Honky Tonkitis

Here's where you talk to the band


In an effort to boost interest among younger people, Honky Tonkitis hired a team of popular teenage girls to review their honky tonk website. After much research and discussion, these girls concluded that the Honky Tonkitis website is not even funny.

"It's worse than not funny," expert Reagan summarized, "it's like, just...sad. It's pathetic."

"I looked at and I didn't even laugh," Kennedy, another expert, added.

"Even my grandparents wouldn't think it was funny, and they laugh at anything. Mostly cos' they feel sorry for you," teen expert Madison concluded.

"Madison's right," BFF Harrison replies, "I'd feel sorry if I met this band. Actally, no, I'd just hand them a razor blade and show them where the bathroom is."
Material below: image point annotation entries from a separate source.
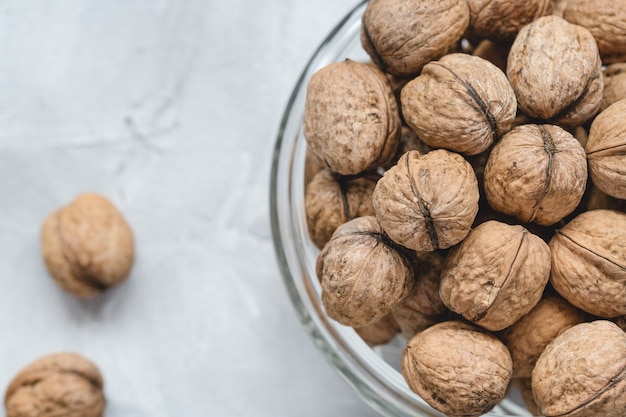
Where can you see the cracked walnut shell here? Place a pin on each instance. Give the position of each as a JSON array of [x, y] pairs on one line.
[[427, 202], [555, 70], [87, 245], [606, 150], [582, 372], [536, 173], [351, 117], [461, 102], [401, 36], [60, 384], [589, 262], [457, 368], [362, 273], [496, 275]]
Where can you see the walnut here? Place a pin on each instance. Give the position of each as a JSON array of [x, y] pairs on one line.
[[87, 245], [606, 150], [60, 384], [427, 202], [379, 332], [582, 372], [555, 70], [333, 199], [401, 36], [423, 307], [614, 84], [461, 102], [606, 20], [496, 53], [496, 275], [536, 173], [501, 20], [363, 275], [351, 118], [589, 262], [530, 335], [457, 368]]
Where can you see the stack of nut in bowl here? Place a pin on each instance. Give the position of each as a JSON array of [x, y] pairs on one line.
[[467, 189]]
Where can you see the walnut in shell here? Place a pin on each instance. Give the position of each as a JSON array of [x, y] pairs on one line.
[[496, 275], [589, 262], [60, 384], [331, 200], [379, 332], [362, 273], [536, 173], [582, 373], [457, 368], [614, 84], [423, 307], [427, 202], [530, 335], [606, 150], [556, 72], [401, 36], [461, 102], [87, 245], [606, 20], [351, 118], [501, 20]]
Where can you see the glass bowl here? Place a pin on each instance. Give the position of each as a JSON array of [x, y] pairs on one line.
[[373, 372]]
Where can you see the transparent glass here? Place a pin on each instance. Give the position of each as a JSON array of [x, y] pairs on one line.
[[374, 373]]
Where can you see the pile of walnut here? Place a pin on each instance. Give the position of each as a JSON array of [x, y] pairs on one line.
[[467, 189]]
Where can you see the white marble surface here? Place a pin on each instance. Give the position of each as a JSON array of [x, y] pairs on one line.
[[169, 108]]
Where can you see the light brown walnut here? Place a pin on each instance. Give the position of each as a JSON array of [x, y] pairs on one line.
[[582, 372], [401, 36], [530, 335], [363, 275], [536, 173], [351, 117], [331, 200], [87, 245], [463, 103], [496, 275], [606, 20], [60, 384], [427, 202], [589, 262], [606, 150], [555, 70], [457, 368]]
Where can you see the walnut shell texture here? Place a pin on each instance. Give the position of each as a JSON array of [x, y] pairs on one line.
[[362, 274], [331, 200], [496, 275], [59, 384], [87, 245], [530, 335], [401, 36], [457, 368], [351, 117], [501, 20], [606, 20], [589, 262], [427, 202], [555, 70], [462, 103], [606, 150], [582, 372], [423, 307], [614, 84], [536, 173]]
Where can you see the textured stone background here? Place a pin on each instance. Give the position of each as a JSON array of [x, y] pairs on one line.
[[169, 108]]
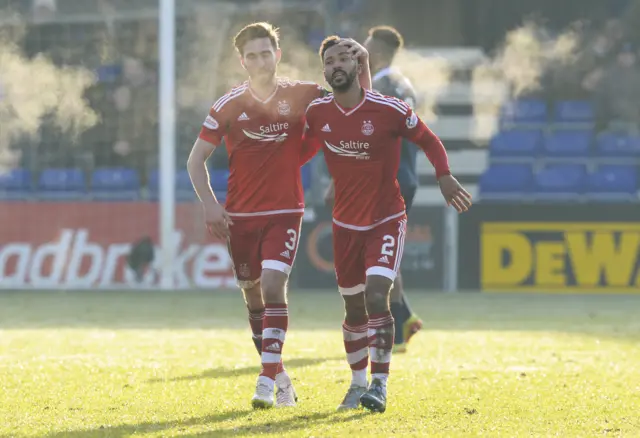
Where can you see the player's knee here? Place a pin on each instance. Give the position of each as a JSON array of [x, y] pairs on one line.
[[274, 286], [377, 294], [355, 309], [253, 297]]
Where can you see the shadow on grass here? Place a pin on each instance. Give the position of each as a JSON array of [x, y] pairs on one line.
[[150, 427], [223, 372], [298, 422]]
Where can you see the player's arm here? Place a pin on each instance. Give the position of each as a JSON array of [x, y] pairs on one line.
[[211, 133], [310, 143], [414, 129], [197, 167]]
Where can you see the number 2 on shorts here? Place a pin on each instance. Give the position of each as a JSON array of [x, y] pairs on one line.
[[293, 238], [387, 246]]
"I've vomited better lunches than these guys write." McKinley added, "In fact, I just did." 

"C'mon, girls," concluded Bush, the leader of the popular girls group, "It's obvious they're fat. They're a bunch of fat fatties who nobody'll ever love. Let them take their fat website with them to fatcamp where they can eat and be fat and alone. Forever."

Members of Honky Tonkitis only comment was to say they would not be leaving their rooms for the next seventy million years or till they, like, die.